Spalding Gray on My Mind

 For the past few weeks, I've been doing a deep dive into Spalding Gray.

I'm sure at some point in college I saw Swimming to Cambodia. I was too young when it hit the theaters to have seen it at the time. And I'm sure it didn't make a big enough splash in San Antonio, Texas for 8th graders to be begging their parents to go see it. 1987 was the year I saw Three Men and a Baby and The Secret of My Success. I saw Mannequin - probably my favorite movie that year - in the theaters several times. Eventually, Spalding Gray made it onto my radar, but it wasn't in 1987.

I saw his show Morning, Noon and Night live at the Alex Theater in Glendale, CA, April 16, 2000 as a birthday present. My godfather knew who he was and went with me to the show. Tickets to see Spalding Gray were a present I wanted in my early 20s. I don't recall a single story from it. I remember the tone. The storytelling technique. Spalding sitting behind his signature desk just talking.

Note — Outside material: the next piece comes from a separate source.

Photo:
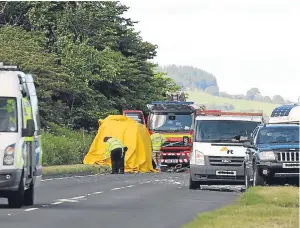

All of his monologues carry the listener on an emotional ride with moments of levity and moments of deep emotion. He was a flawed person and for me that was something I could connect with, as a flawed person.

I didn't know a lot about him and hadn't seen much of his work when he took his life several years later. I enjoyed what I had seen and felt the loss that there wouldn't be more. And then time seemed to forget him.

I've been writing a monologue, thinking of him as the guru of monologues, revisiting his work. When people ask what I'm working on, I say, "something like Spalding Gray," and almost no one knows what I'm talking about. "Who is that?" "Show me his picture, maybe I'll recognize him." "Sounds boring."

I'm surprised by how niche he is. You should go watch something of his. YouTube has a lot of material available.